April 7, 201115 yr Author I just ordered two ST2000DL003. I will replace the bad drive with this one and I need to preclear and have a drive in waiting. The pre-clear process takes so long I hate driving with my pants down for so long in the event of a failure...
April 7, 201115 yr See this for replacement info: http://lime-technology.com/wiki/index.php?title=Un-Official_UnRAID_Manual#Replace_a_failed_disk You could pre-clear one disk and use the second as a temporary replacement. But then unRAID will have to clear the disk which will take about 1/4 as long as a pre-clear and the array will be offline for the entire time. You will then want to replace the temporary with the pre-clear one and then pre-clear the temporary. I suggest you skip the temporary and just wait for the pre-cleared one to be ready. I use my cache drive as a ready spare in case of a failure. My cache drive is green. I don't think the performance benefit of a faster drive is worth it because I mostly read from the array. Alternatively, just keep a spare pre-cleared 2TB drive at hand.

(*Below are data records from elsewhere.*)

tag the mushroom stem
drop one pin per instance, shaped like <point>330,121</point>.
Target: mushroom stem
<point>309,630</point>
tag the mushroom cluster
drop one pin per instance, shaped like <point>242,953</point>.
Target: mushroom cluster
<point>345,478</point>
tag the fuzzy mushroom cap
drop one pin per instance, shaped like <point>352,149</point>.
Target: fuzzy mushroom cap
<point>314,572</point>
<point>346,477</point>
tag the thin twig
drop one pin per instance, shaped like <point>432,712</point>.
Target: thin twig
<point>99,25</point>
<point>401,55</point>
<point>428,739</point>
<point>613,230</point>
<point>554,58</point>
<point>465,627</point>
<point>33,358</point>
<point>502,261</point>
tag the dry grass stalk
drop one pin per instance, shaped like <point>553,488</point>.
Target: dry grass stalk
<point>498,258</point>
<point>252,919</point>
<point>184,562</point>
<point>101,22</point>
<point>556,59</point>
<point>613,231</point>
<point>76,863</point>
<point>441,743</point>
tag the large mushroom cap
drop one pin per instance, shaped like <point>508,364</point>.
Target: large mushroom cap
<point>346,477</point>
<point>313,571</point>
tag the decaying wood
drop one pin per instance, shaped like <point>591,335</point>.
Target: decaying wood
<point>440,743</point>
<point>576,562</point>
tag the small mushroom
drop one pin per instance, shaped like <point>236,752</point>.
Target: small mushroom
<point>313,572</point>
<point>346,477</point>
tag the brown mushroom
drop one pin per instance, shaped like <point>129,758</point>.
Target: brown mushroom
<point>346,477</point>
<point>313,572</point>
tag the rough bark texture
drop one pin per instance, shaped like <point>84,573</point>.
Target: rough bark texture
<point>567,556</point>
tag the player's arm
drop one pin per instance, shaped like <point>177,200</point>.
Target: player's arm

April 7, 201115 yr Author I Can't have a precleared disk sitting on the shelf and ready to go? I thought preclearing data was written to the drive? Anyway you know how they say when it rains it pours? Well my other unraid box was unresponsive this morning. When you went to /mnt/user it would lock up. I was able to do some stuff on the console but I ended up running a shutdown and now parity is rebuilding. I think a drive there is bad as well. Attached is my syslog. This machine is 4.7 and the newer unmenu. Man it is nicer I need to update my other box. Let me know if you see anything wrong. Thanks! Neil syslog-2011-04-07.txt.zip
April 7, 201115 yr sdg is failing. The Reallocated_Sector_Ct has gone from 31 to 67 in 3 days. I suggest you replace it ASAP. Then you can preclear it 4 or 5 times and see if the count stops increasing or it dies. Hopefully you can RMA it. EDIT: based on the power on hours I'm guessing you can RMA. They may give you an issue saying that there are thousands of spare sectors. That is why you need to pre-clear it to death. This HD also has been running at high temperature of 57 degC and has tripped the Seagate (which limits the HD to 55 degC) flag for airflow temperature: 190 Airflow_Temperature_Cel 0x0022 072 043 045 Old_age Always In_the_past 28 (10 76 35 24) Worst value of 43 (100 minus 57 degC) is lower than 45 (100 minus 55 degC limit) Check the cooling on your system
April 7, 201115 yr Author Yeah the room is warm. I have a lot of crap in there. It sucks and I wish it were cooler but Its a bit of a problem. I don't think it is a fan issue. This is a norco case with like the 16 bays... Neil
April 7, 201115 yr Author See this for replacement info: http://lime-technology.com/wiki/index.php?title=Un-Official_UnRAID_Manual#Replace_a_failed_disk You could pre-clear one disk and use the second as a temporary replacement. But then unRAID will have to clear the disk which will take about 1/4 as long as a pre-clear and the array will be offline for the entire time. You will then want to replace the temporary with the pre-clear one and then pre-clear the temporary. I suggest you skip the temporary and just wait for the pre-cleared one to be ready. I use my cache drive as a ready spare in case of a failure. My cache drive is green. I don't think the performance benefit of a faster drive is worth it because I mostly read from the array. Alternatively, just keep a spare pre-cleared 2TB drive at hand. I am preclearing a bestbuy drive currently. When it is finished I need to upgrade the server to 4.7 (currently at 4.6) and then I can use the pre-cleared disk. I assume that is ok at this point. Should the old drive come out and the new one put in its slot? I didn't think that would matter. I am just really worried about F-ing it up Thanks, Neil
April 7, 201115 yr Yes. Select the new drive in the correct slot on the devices page. The physical connection should not matter. EDIT: Is the drive AF? The safe way to do this is to first replace the drive and then upgrade. If it is a WD EARS AF, you could use a jumper and then upgrade to 4.7 without changing it and no loss of performance. If it is another AF drive, you would have to rebuild the drive after the upgrade to optimize performance. pre-clear -C 63 will quickly change the drive alignment to be compatible with 4.6.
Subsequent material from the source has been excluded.